We found that Claude performs analogical reasoning through vector arithmetic. The model solves "A is to B as C is to ?" by finding the vector that maintains similar geometric relationships between concept vectors.

Emergent Social Understanding

Descriptions of Claude's internal thoughts reveal sophisticated social reasoning. The model appears to maintain models of user intent, context, and conversational dynamics, adjusting its responses accordingly.

Validation: Do Descriptions Match Reality?

We validate our autoencoders by checking whether generated descriptions actually predict model behavior. We find that:

Descriptions correlate strongly with model outputs
When descriptions change, model behavior changes accordingly
We can use descriptions to predict errors before they occur
Modifying vectors in ways described by the autoencoder changes behavior as predicted

Applications

Natural language autoencoders enable new capabilities:

AI Interpretability

We can now explain what AI models are doing at each step, making them more trustworthy and enabling human oversight.

Debugging and Improvement

By understanding what the model is "thinking," we can identify where it's going wrong and design interventions.

Alignment and Control

Understanding internal reasoning makes it easier to ensure models remain aligned with intended values and behavior.

Knowledge Extraction

We can extract what models have learned by reading out their internal representations in natural language.

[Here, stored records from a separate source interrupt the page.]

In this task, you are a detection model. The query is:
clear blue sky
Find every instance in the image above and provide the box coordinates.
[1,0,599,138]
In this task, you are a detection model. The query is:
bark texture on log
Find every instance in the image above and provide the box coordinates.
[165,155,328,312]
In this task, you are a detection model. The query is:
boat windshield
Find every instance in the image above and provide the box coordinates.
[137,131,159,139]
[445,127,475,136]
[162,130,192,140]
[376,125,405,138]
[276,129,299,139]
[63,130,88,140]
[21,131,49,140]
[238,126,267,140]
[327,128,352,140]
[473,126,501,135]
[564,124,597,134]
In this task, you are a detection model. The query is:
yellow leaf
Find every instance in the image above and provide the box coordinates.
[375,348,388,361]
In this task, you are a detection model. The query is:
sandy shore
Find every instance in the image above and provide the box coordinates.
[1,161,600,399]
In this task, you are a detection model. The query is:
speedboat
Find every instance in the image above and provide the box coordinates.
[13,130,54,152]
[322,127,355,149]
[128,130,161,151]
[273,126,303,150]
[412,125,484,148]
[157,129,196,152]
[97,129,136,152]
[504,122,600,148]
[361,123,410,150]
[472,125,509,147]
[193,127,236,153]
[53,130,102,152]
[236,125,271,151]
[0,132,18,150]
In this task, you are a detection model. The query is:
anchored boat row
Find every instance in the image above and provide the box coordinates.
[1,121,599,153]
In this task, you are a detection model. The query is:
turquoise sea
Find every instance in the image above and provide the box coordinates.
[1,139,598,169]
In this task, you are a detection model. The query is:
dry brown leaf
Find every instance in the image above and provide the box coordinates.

Limitations and Future Work

While natural language autoencoders are powerful, they have limitations:

Not all internal states have clear natural language equivalents
Descriptions can be imprecise for complex mathematical operations
Scaling to very large models requires further research
Validation remains challenging for genuinely novel concepts

Future work will focus on scaling these techniques to larger models, improving description fidelity, and applying them to understanding multi-modal models beyond just language.

Implications for AI Safety

This research has profound implications for AI safety and alignment. As we develop more capable AI systems, the ability to understand their internal reasoning becomes critical for maintaining human oversight and control. Natural language autoencoders represent a major step toward making advanced AI systems truly interpretable.

Conclusion

Natural language autoencoders demonstrate that we can translate AI model representations into human language, making their internal reasoning transparent. This breakthrough enables interpretability research that was previously impossible, opening new possibilities for understanding, debugging, and aligning advanced AI systems with human values.